Une hostilité diffuse mais constante
Ce qui rend cette dynamique particulièrement problématique, c’est qu’elle ne prend pas toujours la forme d’attaques frontales. Elle s’exprime de manière plus subtile, mais tout aussi efficace :
- une accumulation d’articles à tonalité négative
- des angles systématiquement orientés vers la polémique
- une remise en question récurrente des performances et des décisions
- Un soutien infaillible des adversaires
Pris isolément, chaque contenu peut sembler anodin, voire légitime. Mais mis bout à bout, ils construisent un récit global cohérent et clairement défavorable.
C’est là que réside le véritable enjeu : non pas dans un article, mais dans leur répétition. À force, une perception s’installe, presque sans qu’on s’en rende compte, surtout lorsqu’on est un lecture dénoué de tout esprit critique.
Pourquoi le Maroc devient une cible récurrente
Cette focalisation ne sort pas de nulle part. Elle s’explique par plusieurs facteurs qui, combinés, créent un terrain propice.
1. Une montée en puissance qui dérange
Le Maroc s’impose aujourd’hui sur plusieurs plans :
- des performances sportives solides
- une présence renforcée sur la scène africaine
- une visibilité internationale croissante
Dans le football comme ailleurs, la réussite attire mécaniquement l’attention… mais aussi les critiques, parfois disproportionnées. Pour les Loosers, elle se présente comme le reflet de leur propre échec.
2. Des rivalités régionales bien réelles
Certains médias évoluent dans des environnements où les tensions géopolitiques influencent, directement ou indirectement, les lignes éditoriales. Dans le cas de Sport.fr, Afrik-Foot, Fennecs Football, La Gazette de Fennecs,… tout semble être parfaitement orchestré pour plaire au régime algérien. Leurs biais trouvent un terrain favorable pour s’exprimer et se diffuser.
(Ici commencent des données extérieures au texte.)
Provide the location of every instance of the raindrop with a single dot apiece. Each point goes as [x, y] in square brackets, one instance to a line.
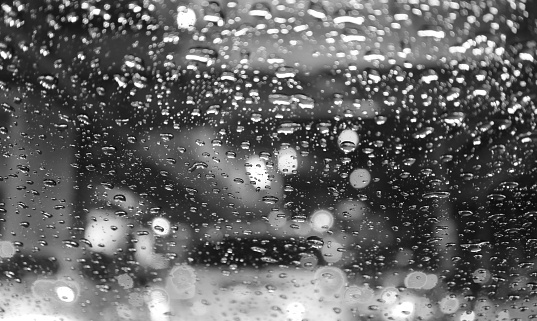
[348, 140]
[360, 178]
[48, 82]
[260, 10]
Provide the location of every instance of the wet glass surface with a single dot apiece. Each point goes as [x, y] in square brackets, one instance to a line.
[268, 160]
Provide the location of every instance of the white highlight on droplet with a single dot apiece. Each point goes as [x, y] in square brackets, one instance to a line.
[7, 249]
[347, 141]
[65, 293]
[161, 226]
[258, 173]
[287, 161]
[321, 221]
[360, 178]
[186, 17]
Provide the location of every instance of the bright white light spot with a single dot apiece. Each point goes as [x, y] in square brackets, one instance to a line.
[287, 160]
[349, 19]
[161, 226]
[321, 221]
[526, 56]
[347, 140]
[438, 34]
[429, 78]
[186, 17]
[400, 16]
[360, 178]
[65, 293]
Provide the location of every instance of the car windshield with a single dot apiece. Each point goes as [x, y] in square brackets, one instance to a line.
[268, 160]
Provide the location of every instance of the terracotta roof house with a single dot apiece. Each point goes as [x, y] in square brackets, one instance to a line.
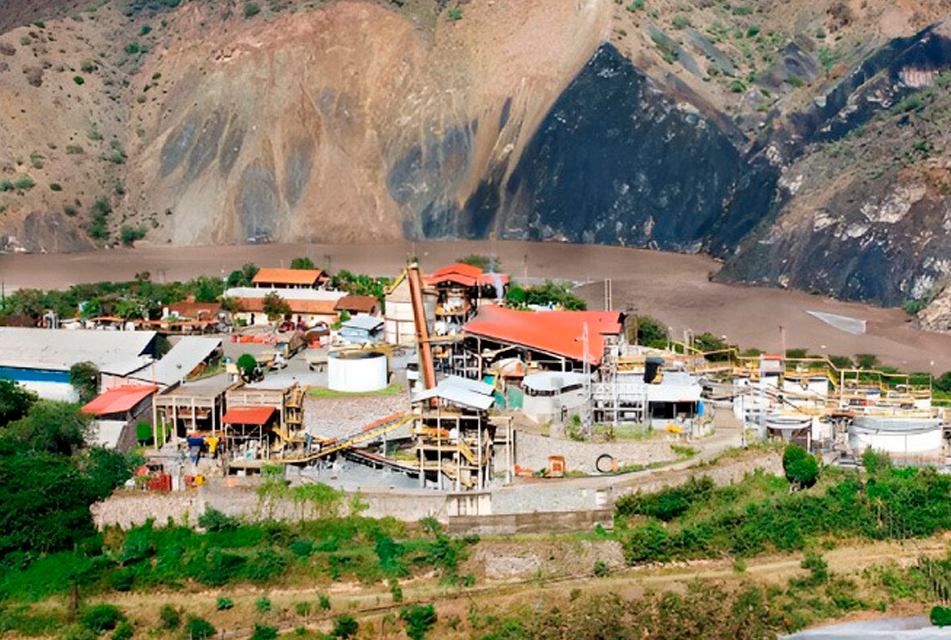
[555, 335]
[269, 278]
[358, 304]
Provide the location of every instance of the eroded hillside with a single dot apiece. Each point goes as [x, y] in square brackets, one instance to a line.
[802, 142]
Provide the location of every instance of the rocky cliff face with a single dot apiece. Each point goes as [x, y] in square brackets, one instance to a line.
[804, 143]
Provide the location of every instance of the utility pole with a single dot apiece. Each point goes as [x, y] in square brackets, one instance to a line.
[586, 369]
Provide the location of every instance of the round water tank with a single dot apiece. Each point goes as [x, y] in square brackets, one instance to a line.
[357, 371]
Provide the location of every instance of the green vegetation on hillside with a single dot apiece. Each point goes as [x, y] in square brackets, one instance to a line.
[760, 514]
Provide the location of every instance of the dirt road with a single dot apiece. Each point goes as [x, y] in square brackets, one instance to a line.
[674, 288]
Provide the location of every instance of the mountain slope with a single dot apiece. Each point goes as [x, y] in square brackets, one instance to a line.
[801, 142]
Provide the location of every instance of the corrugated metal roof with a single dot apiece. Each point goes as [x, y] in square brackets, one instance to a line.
[556, 332]
[366, 323]
[673, 393]
[287, 276]
[459, 273]
[106, 433]
[286, 294]
[118, 400]
[59, 349]
[476, 386]
[460, 391]
[248, 415]
[181, 360]
[457, 396]
[357, 304]
[553, 380]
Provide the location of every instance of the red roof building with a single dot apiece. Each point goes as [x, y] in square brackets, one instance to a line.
[190, 310]
[288, 278]
[119, 400]
[248, 415]
[358, 304]
[554, 332]
[459, 273]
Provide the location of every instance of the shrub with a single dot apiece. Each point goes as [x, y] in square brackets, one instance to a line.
[199, 628]
[102, 617]
[214, 520]
[940, 616]
[124, 631]
[680, 22]
[345, 626]
[170, 617]
[419, 620]
[302, 263]
[263, 632]
[129, 235]
[800, 467]
[25, 183]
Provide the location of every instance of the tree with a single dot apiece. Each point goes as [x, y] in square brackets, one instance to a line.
[275, 306]
[242, 277]
[419, 620]
[248, 367]
[129, 308]
[650, 331]
[199, 628]
[84, 377]
[302, 263]
[867, 360]
[15, 401]
[50, 426]
[801, 468]
[345, 626]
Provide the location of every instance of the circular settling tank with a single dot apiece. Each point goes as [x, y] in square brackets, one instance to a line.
[357, 371]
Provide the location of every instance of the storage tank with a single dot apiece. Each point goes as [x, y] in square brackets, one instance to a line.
[357, 371]
[897, 435]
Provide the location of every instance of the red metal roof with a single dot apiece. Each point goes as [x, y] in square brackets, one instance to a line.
[315, 307]
[195, 309]
[459, 273]
[358, 304]
[556, 332]
[489, 279]
[118, 400]
[287, 276]
[248, 415]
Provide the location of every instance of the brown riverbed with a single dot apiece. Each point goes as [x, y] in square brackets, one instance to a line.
[674, 288]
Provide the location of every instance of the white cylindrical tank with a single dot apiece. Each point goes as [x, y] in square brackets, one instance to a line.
[896, 436]
[357, 371]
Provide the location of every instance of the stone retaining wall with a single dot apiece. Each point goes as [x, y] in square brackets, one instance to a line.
[532, 451]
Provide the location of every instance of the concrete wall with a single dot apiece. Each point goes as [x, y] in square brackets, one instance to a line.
[539, 522]
[723, 473]
[532, 451]
[130, 508]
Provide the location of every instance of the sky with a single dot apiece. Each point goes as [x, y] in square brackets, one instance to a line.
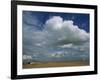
[55, 36]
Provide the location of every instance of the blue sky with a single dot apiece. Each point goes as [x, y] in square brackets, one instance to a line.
[82, 20]
[55, 36]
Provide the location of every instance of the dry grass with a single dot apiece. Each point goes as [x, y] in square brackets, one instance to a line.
[55, 64]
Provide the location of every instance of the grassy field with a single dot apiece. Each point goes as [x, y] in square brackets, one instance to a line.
[55, 64]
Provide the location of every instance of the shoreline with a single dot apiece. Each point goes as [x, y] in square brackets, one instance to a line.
[55, 64]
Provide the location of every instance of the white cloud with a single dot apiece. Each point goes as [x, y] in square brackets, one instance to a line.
[57, 33]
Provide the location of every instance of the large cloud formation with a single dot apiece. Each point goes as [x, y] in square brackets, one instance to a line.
[58, 40]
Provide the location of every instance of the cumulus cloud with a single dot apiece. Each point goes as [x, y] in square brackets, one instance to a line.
[59, 38]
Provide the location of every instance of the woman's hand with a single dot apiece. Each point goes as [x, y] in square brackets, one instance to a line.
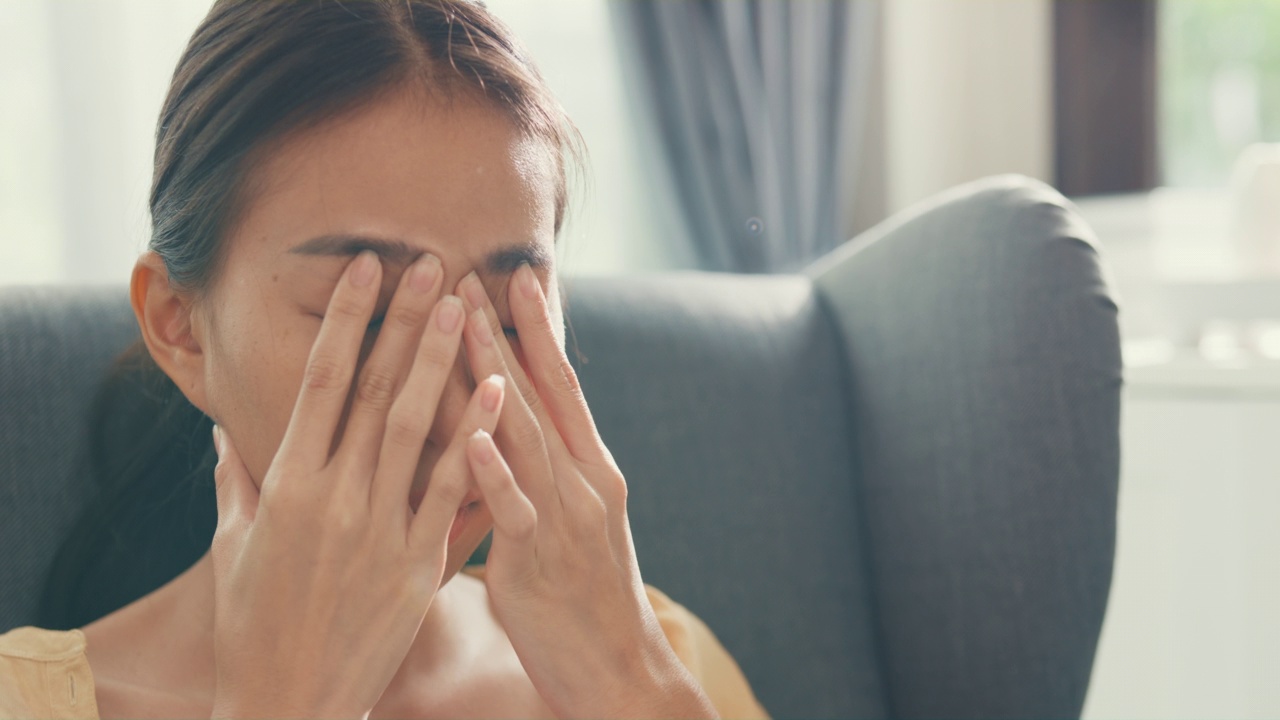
[562, 572]
[323, 578]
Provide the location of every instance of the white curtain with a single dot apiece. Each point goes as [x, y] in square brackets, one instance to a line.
[758, 110]
[82, 82]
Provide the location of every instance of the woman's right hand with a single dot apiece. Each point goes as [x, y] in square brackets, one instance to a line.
[324, 575]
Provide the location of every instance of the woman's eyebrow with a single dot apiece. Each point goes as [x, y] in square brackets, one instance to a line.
[501, 261]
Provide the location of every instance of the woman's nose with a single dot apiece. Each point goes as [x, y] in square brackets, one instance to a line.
[453, 401]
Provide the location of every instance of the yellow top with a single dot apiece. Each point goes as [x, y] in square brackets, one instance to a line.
[46, 673]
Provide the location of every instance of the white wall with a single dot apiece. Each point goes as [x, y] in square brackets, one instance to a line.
[968, 92]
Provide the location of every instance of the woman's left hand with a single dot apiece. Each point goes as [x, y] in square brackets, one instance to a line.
[562, 570]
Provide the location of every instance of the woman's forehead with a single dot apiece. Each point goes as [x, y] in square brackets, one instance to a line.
[453, 178]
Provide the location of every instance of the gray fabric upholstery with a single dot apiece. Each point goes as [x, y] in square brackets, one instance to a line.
[55, 343]
[984, 358]
[887, 486]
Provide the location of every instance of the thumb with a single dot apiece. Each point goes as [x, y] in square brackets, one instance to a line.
[237, 496]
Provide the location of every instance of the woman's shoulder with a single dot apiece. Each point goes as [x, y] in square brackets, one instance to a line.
[40, 645]
[39, 673]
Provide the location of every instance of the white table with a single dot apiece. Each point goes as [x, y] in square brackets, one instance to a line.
[1193, 623]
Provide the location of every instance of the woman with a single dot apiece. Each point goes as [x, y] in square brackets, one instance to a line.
[351, 272]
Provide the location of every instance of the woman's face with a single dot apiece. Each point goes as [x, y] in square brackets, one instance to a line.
[455, 180]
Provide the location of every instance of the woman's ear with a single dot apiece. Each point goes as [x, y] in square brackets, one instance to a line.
[169, 327]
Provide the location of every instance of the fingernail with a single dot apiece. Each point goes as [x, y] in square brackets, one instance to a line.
[423, 274]
[449, 314]
[483, 449]
[528, 281]
[364, 268]
[474, 291]
[493, 392]
[480, 324]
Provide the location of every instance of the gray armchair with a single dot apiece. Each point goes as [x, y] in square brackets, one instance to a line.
[887, 484]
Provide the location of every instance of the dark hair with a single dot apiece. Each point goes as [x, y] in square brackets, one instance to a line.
[254, 72]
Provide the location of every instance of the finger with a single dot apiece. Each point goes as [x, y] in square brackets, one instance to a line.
[237, 495]
[414, 410]
[332, 363]
[520, 432]
[513, 516]
[475, 297]
[389, 363]
[451, 475]
[551, 370]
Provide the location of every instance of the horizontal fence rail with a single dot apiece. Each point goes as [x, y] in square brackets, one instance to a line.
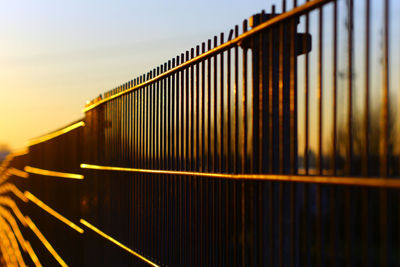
[274, 145]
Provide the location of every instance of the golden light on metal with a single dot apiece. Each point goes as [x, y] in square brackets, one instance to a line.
[52, 212]
[11, 187]
[10, 203]
[18, 173]
[32, 254]
[6, 249]
[93, 228]
[13, 241]
[53, 173]
[45, 242]
[335, 180]
[56, 133]
[296, 11]
[11, 221]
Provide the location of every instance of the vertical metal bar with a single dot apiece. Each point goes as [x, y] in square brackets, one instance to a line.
[385, 94]
[348, 167]
[366, 100]
[293, 132]
[384, 138]
[319, 160]
[334, 61]
[209, 164]
[203, 106]
[244, 148]
[306, 89]
[235, 105]
[221, 122]
[228, 107]
[197, 115]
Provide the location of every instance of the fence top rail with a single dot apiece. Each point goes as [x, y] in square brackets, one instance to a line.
[297, 11]
[314, 179]
[56, 133]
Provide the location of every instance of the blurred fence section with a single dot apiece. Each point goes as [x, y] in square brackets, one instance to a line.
[275, 144]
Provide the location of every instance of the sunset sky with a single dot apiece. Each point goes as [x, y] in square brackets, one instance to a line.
[55, 55]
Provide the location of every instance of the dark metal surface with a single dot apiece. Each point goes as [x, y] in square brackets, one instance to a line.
[247, 150]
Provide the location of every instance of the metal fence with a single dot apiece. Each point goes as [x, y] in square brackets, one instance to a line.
[276, 145]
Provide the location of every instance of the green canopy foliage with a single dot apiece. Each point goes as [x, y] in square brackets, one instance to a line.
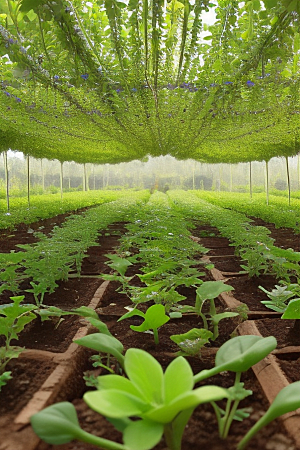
[111, 81]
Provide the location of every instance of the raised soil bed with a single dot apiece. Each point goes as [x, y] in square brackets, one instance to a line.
[67, 363]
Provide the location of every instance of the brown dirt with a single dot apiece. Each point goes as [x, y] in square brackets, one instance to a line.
[76, 292]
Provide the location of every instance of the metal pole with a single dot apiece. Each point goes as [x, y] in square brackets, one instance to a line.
[288, 178]
[6, 179]
[28, 180]
[267, 181]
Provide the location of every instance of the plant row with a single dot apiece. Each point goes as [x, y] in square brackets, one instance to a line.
[138, 397]
[277, 212]
[46, 262]
[252, 243]
[46, 206]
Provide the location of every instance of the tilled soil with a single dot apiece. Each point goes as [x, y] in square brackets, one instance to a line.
[78, 291]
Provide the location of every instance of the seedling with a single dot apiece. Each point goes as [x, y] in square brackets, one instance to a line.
[104, 343]
[162, 403]
[192, 342]
[154, 318]
[209, 290]
[13, 318]
[280, 295]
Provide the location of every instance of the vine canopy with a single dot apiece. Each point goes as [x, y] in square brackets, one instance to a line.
[108, 81]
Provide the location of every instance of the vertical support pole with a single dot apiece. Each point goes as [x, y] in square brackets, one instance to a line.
[267, 182]
[250, 179]
[43, 177]
[298, 170]
[107, 179]
[83, 178]
[61, 180]
[87, 181]
[288, 178]
[193, 175]
[28, 180]
[6, 179]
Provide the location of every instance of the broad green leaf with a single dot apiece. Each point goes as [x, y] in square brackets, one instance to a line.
[146, 374]
[57, 424]
[85, 311]
[103, 343]
[292, 310]
[155, 317]
[216, 318]
[242, 352]
[4, 378]
[134, 312]
[193, 334]
[115, 403]
[204, 394]
[239, 354]
[142, 434]
[119, 264]
[211, 289]
[101, 326]
[178, 378]
[286, 401]
[119, 383]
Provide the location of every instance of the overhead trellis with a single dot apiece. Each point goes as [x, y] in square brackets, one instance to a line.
[111, 81]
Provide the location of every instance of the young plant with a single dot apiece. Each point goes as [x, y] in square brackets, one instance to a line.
[13, 318]
[209, 290]
[154, 318]
[162, 402]
[191, 343]
[10, 276]
[280, 295]
[104, 342]
[120, 266]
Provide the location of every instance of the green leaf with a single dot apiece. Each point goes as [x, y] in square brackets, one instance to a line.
[178, 378]
[101, 326]
[134, 312]
[143, 434]
[4, 378]
[57, 424]
[115, 403]
[85, 311]
[145, 373]
[103, 343]
[217, 317]
[27, 5]
[119, 264]
[212, 289]
[242, 352]
[292, 310]
[286, 401]
[204, 394]
[155, 317]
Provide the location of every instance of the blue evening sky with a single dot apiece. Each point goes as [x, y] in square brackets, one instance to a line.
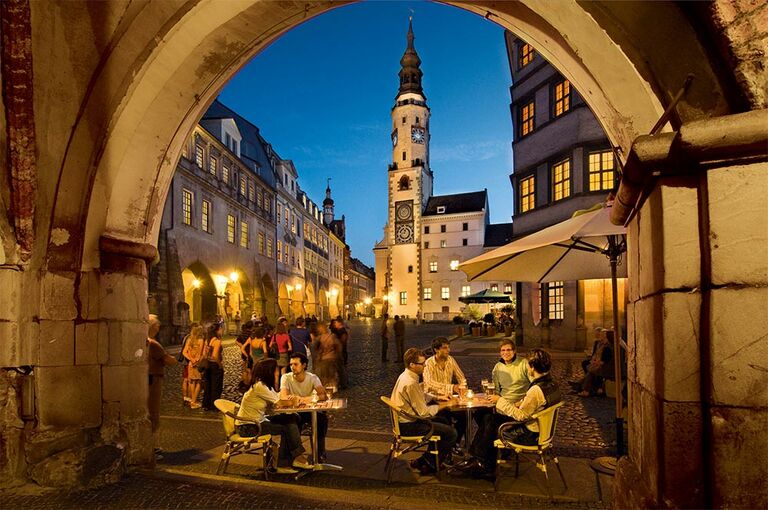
[322, 95]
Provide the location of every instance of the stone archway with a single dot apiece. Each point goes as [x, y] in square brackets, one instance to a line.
[118, 105]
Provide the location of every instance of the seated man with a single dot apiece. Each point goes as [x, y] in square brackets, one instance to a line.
[440, 371]
[299, 382]
[542, 393]
[410, 397]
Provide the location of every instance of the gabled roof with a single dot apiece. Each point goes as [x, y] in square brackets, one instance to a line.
[498, 234]
[460, 203]
[252, 147]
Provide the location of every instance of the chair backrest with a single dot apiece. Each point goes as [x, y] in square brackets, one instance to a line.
[227, 406]
[547, 420]
[394, 412]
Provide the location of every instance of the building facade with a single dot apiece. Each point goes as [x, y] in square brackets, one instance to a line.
[563, 163]
[427, 235]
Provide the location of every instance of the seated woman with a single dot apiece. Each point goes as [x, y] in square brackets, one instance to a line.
[257, 402]
[542, 393]
[600, 366]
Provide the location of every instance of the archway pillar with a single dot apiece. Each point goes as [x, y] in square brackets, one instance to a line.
[698, 284]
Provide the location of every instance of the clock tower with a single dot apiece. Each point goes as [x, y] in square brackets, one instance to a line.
[410, 186]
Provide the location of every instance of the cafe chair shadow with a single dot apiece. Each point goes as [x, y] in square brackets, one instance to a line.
[404, 444]
[547, 421]
[236, 444]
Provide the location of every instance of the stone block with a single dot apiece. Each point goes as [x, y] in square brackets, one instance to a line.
[127, 385]
[56, 343]
[10, 282]
[89, 293]
[87, 343]
[738, 230]
[739, 349]
[681, 456]
[68, 396]
[680, 363]
[57, 297]
[740, 457]
[127, 342]
[123, 297]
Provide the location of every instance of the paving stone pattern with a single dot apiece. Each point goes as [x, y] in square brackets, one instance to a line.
[586, 427]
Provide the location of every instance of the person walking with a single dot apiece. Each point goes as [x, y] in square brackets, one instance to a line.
[399, 328]
[384, 338]
[214, 374]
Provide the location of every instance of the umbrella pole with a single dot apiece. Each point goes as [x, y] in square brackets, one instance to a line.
[614, 258]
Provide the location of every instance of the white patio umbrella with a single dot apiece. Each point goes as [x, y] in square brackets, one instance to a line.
[583, 247]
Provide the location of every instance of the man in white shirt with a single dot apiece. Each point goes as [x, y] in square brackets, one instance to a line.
[440, 372]
[299, 382]
[409, 395]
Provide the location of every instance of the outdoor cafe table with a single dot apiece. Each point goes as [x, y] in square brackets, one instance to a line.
[333, 404]
[469, 405]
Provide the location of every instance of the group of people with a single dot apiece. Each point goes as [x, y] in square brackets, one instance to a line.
[523, 387]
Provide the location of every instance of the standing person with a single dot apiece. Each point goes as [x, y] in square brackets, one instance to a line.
[282, 340]
[261, 399]
[302, 383]
[410, 397]
[328, 350]
[399, 328]
[214, 374]
[542, 393]
[194, 351]
[338, 329]
[384, 338]
[158, 360]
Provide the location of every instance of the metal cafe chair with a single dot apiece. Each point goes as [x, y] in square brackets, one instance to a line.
[547, 420]
[403, 444]
[237, 444]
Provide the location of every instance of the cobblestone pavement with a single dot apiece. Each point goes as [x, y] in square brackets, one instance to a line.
[585, 429]
[139, 490]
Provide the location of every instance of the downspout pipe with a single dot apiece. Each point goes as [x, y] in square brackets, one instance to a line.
[741, 136]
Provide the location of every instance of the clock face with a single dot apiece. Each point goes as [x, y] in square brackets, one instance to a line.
[404, 234]
[417, 135]
[403, 212]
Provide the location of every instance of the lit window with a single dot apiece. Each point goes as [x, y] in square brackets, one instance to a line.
[186, 207]
[230, 229]
[561, 180]
[527, 193]
[526, 119]
[601, 170]
[525, 55]
[556, 296]
[205, 218]
[562, 97]
[244, 234]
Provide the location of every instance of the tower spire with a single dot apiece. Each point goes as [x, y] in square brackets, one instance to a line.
[410, 72]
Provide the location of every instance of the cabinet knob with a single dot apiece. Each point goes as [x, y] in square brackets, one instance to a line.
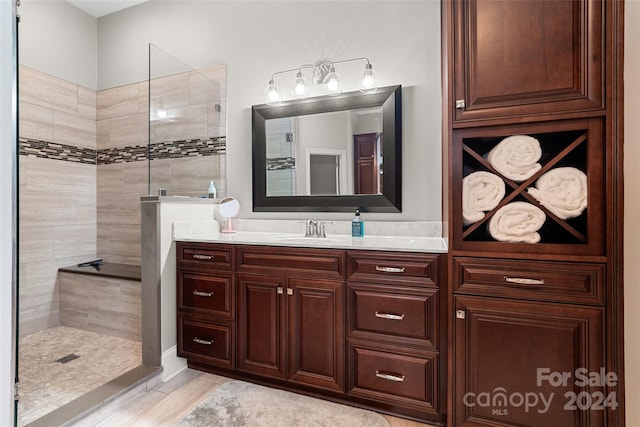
[201, 341]
[523, 281]
[203, 294]
[390, 269]
[390, 376]
[389, 316]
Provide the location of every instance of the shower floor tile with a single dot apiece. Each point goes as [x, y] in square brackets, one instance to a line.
[46, 384]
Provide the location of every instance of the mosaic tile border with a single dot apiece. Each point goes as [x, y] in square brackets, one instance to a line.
[55, 151]
[134, 153]
[281, 163]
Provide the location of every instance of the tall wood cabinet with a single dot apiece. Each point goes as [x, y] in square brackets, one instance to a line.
[530, 320]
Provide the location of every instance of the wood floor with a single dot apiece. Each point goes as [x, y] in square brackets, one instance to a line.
[167, 403]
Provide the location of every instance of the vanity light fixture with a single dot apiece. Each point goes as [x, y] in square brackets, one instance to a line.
[324, 74]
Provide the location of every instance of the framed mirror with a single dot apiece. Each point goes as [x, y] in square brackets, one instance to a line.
[329, 153]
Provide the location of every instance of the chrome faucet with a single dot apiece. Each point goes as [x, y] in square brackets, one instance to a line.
[314, 229]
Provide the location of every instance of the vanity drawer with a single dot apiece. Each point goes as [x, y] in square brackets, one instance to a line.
[393, 376]
[207, 294]
[205, 255]
[205, 342]
[291, 262]
[385, 267]
[400, 314]
[541, 280]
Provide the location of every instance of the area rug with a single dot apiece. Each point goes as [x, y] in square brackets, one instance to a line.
[242, 404]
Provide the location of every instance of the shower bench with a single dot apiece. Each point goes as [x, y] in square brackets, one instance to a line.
[105, 300]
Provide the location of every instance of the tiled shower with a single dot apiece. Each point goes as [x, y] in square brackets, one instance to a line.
[84, 164]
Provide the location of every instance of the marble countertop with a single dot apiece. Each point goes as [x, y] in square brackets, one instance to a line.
[337, 241]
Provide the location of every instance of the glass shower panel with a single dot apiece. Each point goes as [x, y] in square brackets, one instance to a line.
[187, 126]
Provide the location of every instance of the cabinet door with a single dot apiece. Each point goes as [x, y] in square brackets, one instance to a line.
[522, 364]
[316, 333]
[528, 57]
[261, 325]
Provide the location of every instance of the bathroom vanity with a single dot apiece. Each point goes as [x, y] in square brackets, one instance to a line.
[353, 325]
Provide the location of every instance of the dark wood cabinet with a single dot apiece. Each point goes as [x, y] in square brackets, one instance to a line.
[548, 75]
[292, 329]
[359, 326]
[519, 363]
[262, 325]
[393, 334]
[525, 59]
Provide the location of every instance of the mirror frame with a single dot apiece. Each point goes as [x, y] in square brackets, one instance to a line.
[389, 98]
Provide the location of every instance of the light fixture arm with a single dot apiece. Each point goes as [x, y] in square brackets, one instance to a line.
[324, 73]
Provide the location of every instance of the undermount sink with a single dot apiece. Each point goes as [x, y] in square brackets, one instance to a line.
[297, 239]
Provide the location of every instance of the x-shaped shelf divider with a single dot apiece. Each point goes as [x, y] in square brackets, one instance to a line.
[521, 188]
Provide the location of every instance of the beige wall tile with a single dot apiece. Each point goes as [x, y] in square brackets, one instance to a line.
[74, 309]
[102, 316]
[36, 243]
[77, 240]
[36, 122]
[60, 177]
[110, 177]
[202, 89]
[87, 103]
[182, 123]
[135, 175]
[169, 92]
[161, 175]
[117, 102]
[191, 175]
[72, 129]
[117, 208]
[39, 278]
[47, 91]
[38, 313]
[131, 130]
[143, 90]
3. Une économie du clic assumée
Aujourd’hui, l’information sportive est aussi une industrie de l’attention. Ce qui compte, c’est le trafic, l’engagement, la réaction… et donc le Buzz
Et sur ce terrain, le Maroc est devenu un sujet extrêmement rentable. Il fait parler, il divise, il génère des clics et il fait vivre bon nombre de misérables journalistes. Pour certains, c’est suffisant pour en faire un angle récurrent.
Même des médias installés comme L’Équipe, RMC Sport ou Canal+ Sport Afrique participent, volontairement ou non, à amplifier certaines tendances. Une information reprise, commentée, débattue, même de manière critique, finit par gagner en visibilité et en crédibilité apparente.
Le rôle du lecteur marocain : ne plus subir l’information
Face à cette situation, la réponse ne consiste pas à rejeter en bloc tous les médias. Ce serait trop simple, et contre-productif. L’enjeu pour le lecteur marocain est ailleurs : développer une lecture active et un esprit critique.
Cela passe par quelques réflexes essentiels :
- identifier les angles utilisés
- repérer les schémas récurrents
- comparer les sources
- prendre du recul sur les titres et les formulations
Autrement dit, ne plus consommer l’information de manière passive. Parce qu’au fond, la vraie question n’est pas seulement ce qui est dit sur le Maroc, mais la manière dont ces récits se construisent, se répètent, et finissent par s’imposer chez les plus crédules.